Donald Trump: “We must be smart!”

If these two leaders are smart, I’ll take dumb any time. Is smart a word that comes out of focus groups? Who cares whether your actions are smart, whether your policies are smart, whether you are smart? Only one criterion applies for initial evaluation of a leader, especially a leader who wants to be president: will your proposals accomplish what you say you want them to accomplish?

If a leader can establish solid connections between proposals and outcomes or goals, you have someone worth listening to, even if you don’t agree with the proposals. You want someone who can reason from ideas to outcomes. If you have leaders who lie, spin, boast and bully to the point that nothing out of their mouths makes any sense, you have people who do not deserve even a minute of your time. Hillary Clinton and Donald Trump lie, spin, boast and bully. The evidence is all around you.

Do not vote for one of these jokers on the reasoning that you have to go for the lesser evil. Democracy is not about picking one disaster over another. If that’s all your vote means, you are not in a democracy. “Here, select the corrupt insider or the narcissistic strongman, and try not to feel too dirty or depressed when you do it.” Is that how you want to feel on election day, when you exercise your right to select your leaders?

When did we start to equate smartness with intelligence in politics? I suppose political candidates figure if you appear smart, and you talk about being smart, you’ll win people’s confidence. People say they like Trump because he doesn’t pander: “He tells it like it is.” Well, he does use coarse, unappealing language, unusual for politics, but in fact he panders so well that his followers don’t even see what he’s doing. It starts with his constant preening as a winner. He knows people want to be on the winning side. His whole campaign panders to people who want to be with a winner.

That game is a bit harder for Clinton to play, because so many have disliked her for so long. Her husband got to be president, now she wants to be one, too. She tells people to vote for her because they’ll be on the right side of history when they elect the first female president. She tells people they can trust her, and tries hard to make them believe it, even though she is obviously not trustworthy. In the end, her campaign theme echoes Trump’s: go with a winner. Trump is a loser, she says, not suited for the office. I’m the tested candidate, the one you can rely on.
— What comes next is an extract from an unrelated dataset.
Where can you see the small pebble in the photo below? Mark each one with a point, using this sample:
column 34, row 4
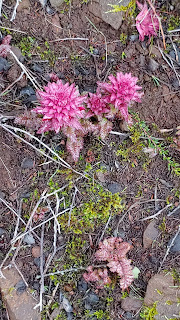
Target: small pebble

These two candidates are the worst pair of presidential nominees we have had since the series of dismal leaders who preceded the Civil War. Do not vote for them. Do not say you have no choice. You have plenty of alternatives. Start with these five: Libertarian, Green, other third party, write in, stay home. All five options are far better than the choice between Clinton and Trump, though to stay home this year abdicates responsibility. Do not accept what the Democrats and Republicans hand you. Above all, do not let either of these two losers, who masquerade as winners, into the White House. Make your vote count.